MP: A lot of us have placements during our programs and a lot of the content we learned on the IPCC team was actually used when I went on my placement. When you’re learning about it in this group, you’re thinking ‘how am I going to apply it?’ But when you actually get out there and on placement I was like ‘OK, I understand role clarification, team functioning and shared leadership.’ You actually see it in practice and it’s nice to have a better understanding going in.

SZ: I understand and respect the diversity of other health professionals. If there’s conflict that happens in the future in my workplace, I will know how to approach it.

How have you grown over the past two years when it comes to how you participate within an interprofessional team?

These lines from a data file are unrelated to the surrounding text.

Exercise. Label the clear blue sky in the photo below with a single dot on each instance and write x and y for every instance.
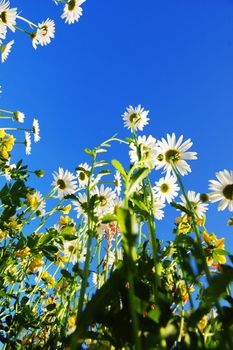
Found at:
(175, 57)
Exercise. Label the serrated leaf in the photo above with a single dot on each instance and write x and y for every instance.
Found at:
(181, 207)
(118, 166)
(137, 179)
(109, 218)
(101, 150)
(89, 151)
(221, 252)
(101, 163)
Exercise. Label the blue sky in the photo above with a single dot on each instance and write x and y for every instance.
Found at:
(173, 57)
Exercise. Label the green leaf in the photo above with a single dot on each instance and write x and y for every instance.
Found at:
(101, 163)
(69, 237)
(137, 179)
(181, 207)
(118, 166)
(66, 274)
(108, 218)
(89, 151)
(221, 252)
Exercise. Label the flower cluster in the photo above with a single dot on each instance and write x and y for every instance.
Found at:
(41, 33)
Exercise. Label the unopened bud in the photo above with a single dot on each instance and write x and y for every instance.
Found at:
(204, 197)
(39, 173)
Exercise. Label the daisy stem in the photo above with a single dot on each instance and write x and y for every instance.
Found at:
(203, 259)
(22, 129)
(89, 245)
(27, 21)
(5, 117)
(23, 30)
(5, 111)
(152, 233)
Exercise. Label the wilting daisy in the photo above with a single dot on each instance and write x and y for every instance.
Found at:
(158, 212)
(166, 189)
(194, 198)
(172, 151)
(27, 143)
(135, 118)
(146, 152)
(106, 198)
(36, 130)
(6, 49)
(222, 189)
(3, 30)
(7, 173)
(82, 174)
(35, 202)
(73, 251)
(117, 182)
(72, 11)
(37, 37)
(7, 15)
(48, 31)
(65, 182)
(19, 116)
(81, 205)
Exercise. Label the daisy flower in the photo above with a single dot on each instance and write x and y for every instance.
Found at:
(82, 175)
(35, 202)
(72, 252)
(6, 49)
(37, 37)
(194, 198)
(174, 151)
(166, 189)
(222, 189)
(80, 205)
(106, 198)
(158, 212)
(27, 143)
(19, 116)
(3, 30)
(135, 118)
(65, 182)
(36, 130)
(147, 149)
(72, 11)
(7, 15)
(117, 182)
(48, 31)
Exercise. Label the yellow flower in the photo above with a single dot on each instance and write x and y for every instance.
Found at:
(185, 292)
(49, 279)
(4, 153)
(9, 143)
(32, 201)
(2, 234)
(202, 323)
(213, 242)
(35, 264)
(184, 225)
(23, 252)
(66, 210)
(65, 221)
(72, 320)
(60, 260)
(2, 133)
(13, 224)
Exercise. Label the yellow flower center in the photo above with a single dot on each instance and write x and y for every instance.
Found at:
(71, 5)
(164, 188)
(172, 155)
(228, 192)
(61, 184)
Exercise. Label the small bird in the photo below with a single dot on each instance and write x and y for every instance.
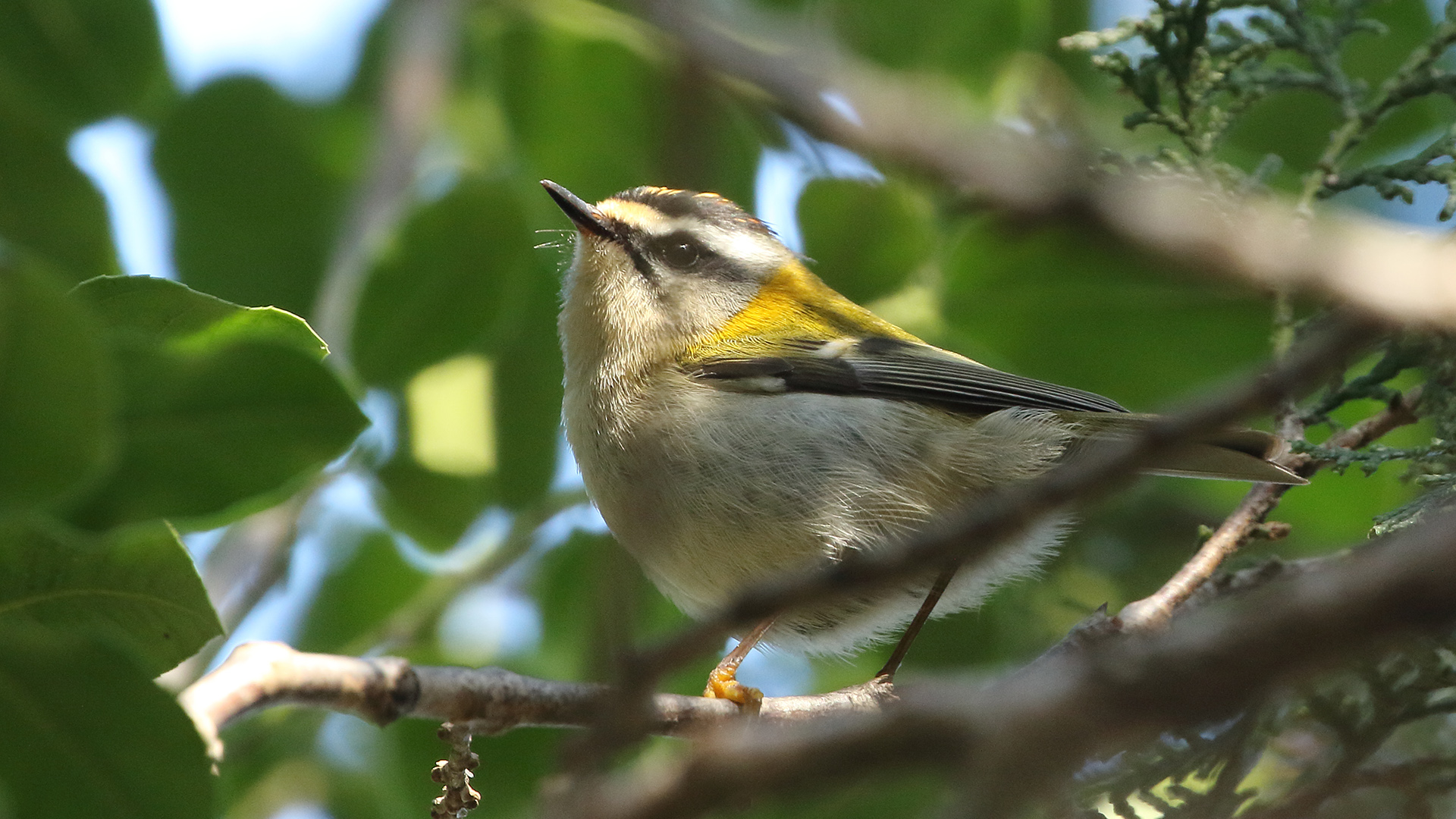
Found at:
(736, 419)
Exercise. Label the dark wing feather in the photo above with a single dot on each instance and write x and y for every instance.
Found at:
(886, 368)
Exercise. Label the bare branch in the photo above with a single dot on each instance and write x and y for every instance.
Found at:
(490, 700)
(1156, 610)
(973, 532)
(932, 127)
(1011, 738)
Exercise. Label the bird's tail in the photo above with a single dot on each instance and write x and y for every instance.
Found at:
(1228, 455)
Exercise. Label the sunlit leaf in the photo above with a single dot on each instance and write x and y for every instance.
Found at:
(256, 207)
(86, 733)
(359, 596)
(136, 586)
(57, 430)
(224, 409)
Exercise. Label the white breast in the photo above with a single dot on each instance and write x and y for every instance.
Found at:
(714, 490)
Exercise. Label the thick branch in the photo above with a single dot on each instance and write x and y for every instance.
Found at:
(973, 532)
(261, 675)
(1008, 739)
(930, 127)
(1156, 610)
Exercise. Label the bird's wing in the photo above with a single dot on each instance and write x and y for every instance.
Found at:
(890, 368)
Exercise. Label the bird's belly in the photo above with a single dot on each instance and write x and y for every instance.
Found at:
(726, 490)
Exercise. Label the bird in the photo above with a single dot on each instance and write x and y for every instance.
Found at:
(736, 419)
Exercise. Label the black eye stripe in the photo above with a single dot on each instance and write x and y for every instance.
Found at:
(679, 249)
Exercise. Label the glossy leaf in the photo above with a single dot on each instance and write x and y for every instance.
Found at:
(457, 267)
(1076, 308)
(175, 315)
(223, 407)
(57, 430)
(256, 207)
(49, 209)
(359, 596)
(865, 240)
(73, 61)
(86, 733)
(134, 586)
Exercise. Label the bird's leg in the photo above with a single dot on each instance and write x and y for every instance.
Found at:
(893, 664)
(723, 682)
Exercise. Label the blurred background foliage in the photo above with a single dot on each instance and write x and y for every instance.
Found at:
(146, 422)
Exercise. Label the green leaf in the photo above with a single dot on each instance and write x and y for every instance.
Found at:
(1296, 124)
(47, 207)
(224, 409)
(67, 63)
(57, 430)
(136, 586)
(256, 206)
(528, 391)
(360, 596)
(563, 89)
(89, 735)
(457, 267)
(967, 39)
(865, 240)
(1074, 306)
(431, 507)
(188, 321)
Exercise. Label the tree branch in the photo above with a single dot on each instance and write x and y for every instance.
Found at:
(490, 700)
(416, 83)
(1156, 610)
(1008, 739)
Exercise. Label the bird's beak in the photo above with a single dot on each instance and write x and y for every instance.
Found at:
(587, 218)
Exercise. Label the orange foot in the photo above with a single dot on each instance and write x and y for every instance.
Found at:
(723, 684)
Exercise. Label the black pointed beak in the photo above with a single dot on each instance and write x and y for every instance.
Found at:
(587, 218)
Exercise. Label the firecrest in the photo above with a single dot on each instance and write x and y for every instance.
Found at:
(736, 419)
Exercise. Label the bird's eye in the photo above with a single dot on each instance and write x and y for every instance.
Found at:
(682, 254)
(680, 251)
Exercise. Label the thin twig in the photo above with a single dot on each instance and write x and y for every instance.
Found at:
(1008, 739)
(1156, 610)
(930, 129)
(490, 700)
(416, 85)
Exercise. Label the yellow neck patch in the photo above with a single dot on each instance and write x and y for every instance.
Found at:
(794, 305)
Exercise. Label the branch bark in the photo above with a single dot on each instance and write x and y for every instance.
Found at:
(490, 700)
(932, 127)
(1005, 741)
(1156, 610)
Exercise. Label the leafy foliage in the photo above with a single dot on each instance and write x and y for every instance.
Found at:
(130, 406)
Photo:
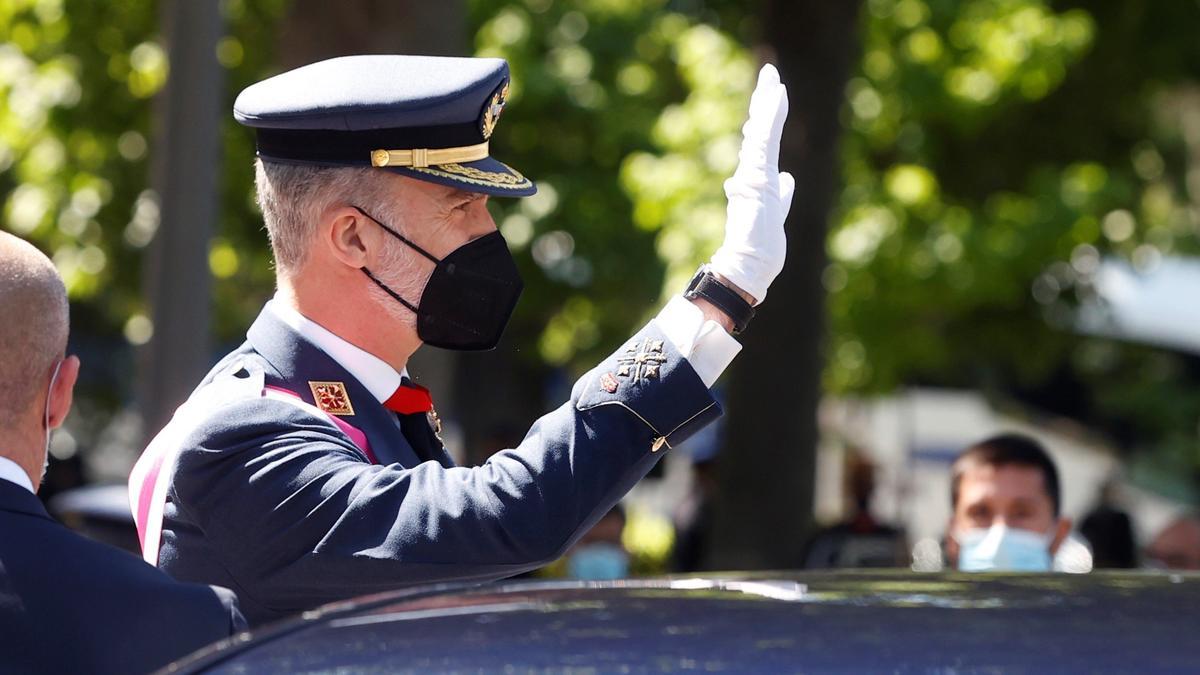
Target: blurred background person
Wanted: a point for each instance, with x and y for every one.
(1110, 535)
(1177, 545)
(69, 604)
(601, 555)
(859, 541)
(1006, 507)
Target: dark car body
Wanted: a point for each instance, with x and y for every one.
(804, 622)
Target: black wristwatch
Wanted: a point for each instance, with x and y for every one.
(705, 285)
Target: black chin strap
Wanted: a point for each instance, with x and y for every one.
(389, 291)
(397, 236)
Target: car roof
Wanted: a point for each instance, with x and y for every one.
(766, 622)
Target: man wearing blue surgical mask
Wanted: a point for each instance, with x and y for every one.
(1006, 507)
(69, 604)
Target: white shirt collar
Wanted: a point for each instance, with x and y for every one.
(12, 472)
(370, 370)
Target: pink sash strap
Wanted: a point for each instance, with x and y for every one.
(149, 481)
(355, 434)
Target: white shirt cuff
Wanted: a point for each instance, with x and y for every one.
(705, 344)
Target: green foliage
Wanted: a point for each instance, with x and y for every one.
(75, 125)
(611, 94)
(995, 151)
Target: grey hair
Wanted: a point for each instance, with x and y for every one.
(292, 198)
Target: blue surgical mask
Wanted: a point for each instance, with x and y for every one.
(598, 562)
(1003, 549)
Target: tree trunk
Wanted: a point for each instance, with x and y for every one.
(765, 487)
(185, 167)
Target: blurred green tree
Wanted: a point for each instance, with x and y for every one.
(996, 151)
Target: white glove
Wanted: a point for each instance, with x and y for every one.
(760, 197)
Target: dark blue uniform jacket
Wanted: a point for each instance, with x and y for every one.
(279, 503)
(69, 604)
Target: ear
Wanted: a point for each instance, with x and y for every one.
(1060, 535)
(63, 392)
(348, 236)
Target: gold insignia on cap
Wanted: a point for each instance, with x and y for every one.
(493, 109)
(331, 398)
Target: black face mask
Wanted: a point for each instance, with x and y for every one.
(469, 297)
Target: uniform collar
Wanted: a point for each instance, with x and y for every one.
(371, 371)
(12, 472)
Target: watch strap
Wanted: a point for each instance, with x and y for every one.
(706, 285)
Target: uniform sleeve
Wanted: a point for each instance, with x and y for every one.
(299, 518)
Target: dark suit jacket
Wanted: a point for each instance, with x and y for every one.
(281, 505)
(69, 604)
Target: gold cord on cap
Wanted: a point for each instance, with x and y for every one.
(429, 156)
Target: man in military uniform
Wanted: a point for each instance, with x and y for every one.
(306, 466)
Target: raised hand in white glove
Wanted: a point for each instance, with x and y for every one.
(760, 196)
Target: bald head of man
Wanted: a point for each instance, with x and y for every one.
(33, 348)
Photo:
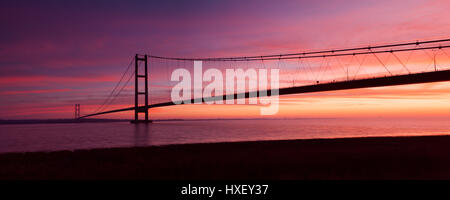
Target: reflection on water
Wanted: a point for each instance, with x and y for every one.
(51, 137)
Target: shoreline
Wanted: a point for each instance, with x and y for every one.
(374, 158)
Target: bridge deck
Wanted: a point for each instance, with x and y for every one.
(424, 77)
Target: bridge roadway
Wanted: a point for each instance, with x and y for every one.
(414, 78)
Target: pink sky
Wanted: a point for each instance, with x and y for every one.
(56, 54)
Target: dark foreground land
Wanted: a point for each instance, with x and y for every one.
(355, 158)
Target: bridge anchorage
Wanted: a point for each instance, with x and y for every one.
(140, 109)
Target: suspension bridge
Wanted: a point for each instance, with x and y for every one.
(303, 72)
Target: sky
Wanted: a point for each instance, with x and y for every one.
(54, 54)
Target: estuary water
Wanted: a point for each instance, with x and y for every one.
(71, 136)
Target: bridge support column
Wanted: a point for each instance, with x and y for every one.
(137, 92)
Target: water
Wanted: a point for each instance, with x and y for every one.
(52, 137)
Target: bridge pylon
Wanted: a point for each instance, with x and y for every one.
(137, 92)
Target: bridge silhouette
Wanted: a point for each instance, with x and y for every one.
(389, 79)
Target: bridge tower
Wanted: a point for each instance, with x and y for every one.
(77, 111)
(137, 92)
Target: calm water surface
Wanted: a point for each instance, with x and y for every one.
(52, 137)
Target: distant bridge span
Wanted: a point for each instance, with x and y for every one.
(415, 78)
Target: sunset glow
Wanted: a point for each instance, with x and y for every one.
(76, 53)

MP: When many people think of classic health care they assume the doctor is going to be the leader on the team. As our IPCC team worked together we realized that when we were looking at our case studies that sometimes I, as the occupational therapist, would be the expert in an area so I would actually take the lead or another health professional would. It wasn’t always the doctor. It shows you that leadership can be shared.

SZ: After two years, I know that between the professions there will be role overlap and everybody on the team has to understand each other’s roles. Our goal is to provide better patient safety and provide better patient outcomes, so we have to collaborate very well.

MFD: I feel I’ve matured in the sense that I’ve realized that one health-care field – whether it be pharmacy or medicine or occupational therapy – no matter which one you come from, the vast needs that a patient requires can’t possibly be provided by just one profession. It’s going to take all the professions coming together, working together in a civil and collaborative way to really achieve the common goal of providing excellent patient care.

Going forward, what will you work on personally when it comes to interprofessional collaboration?

SZ: In the future, when I work in a hospital, I would like to talk with other health professionals to know their perspectives and how they approach different situations.

MFD: Communication is something we can always work on. Having a great relationship with the members of the health-care team that I’m part of and making sure that there’s a strong sense of mutual respect, that’s something I will always strive for in my career.

MP: Something that I’m taking away is that every group and every team is different. You’re going to have health-care professionals with different strengths on your team and you have to leverage their skills. When I start getting placed on teams, I will learn the skills and the areas of strength of my team members and shine a light on that.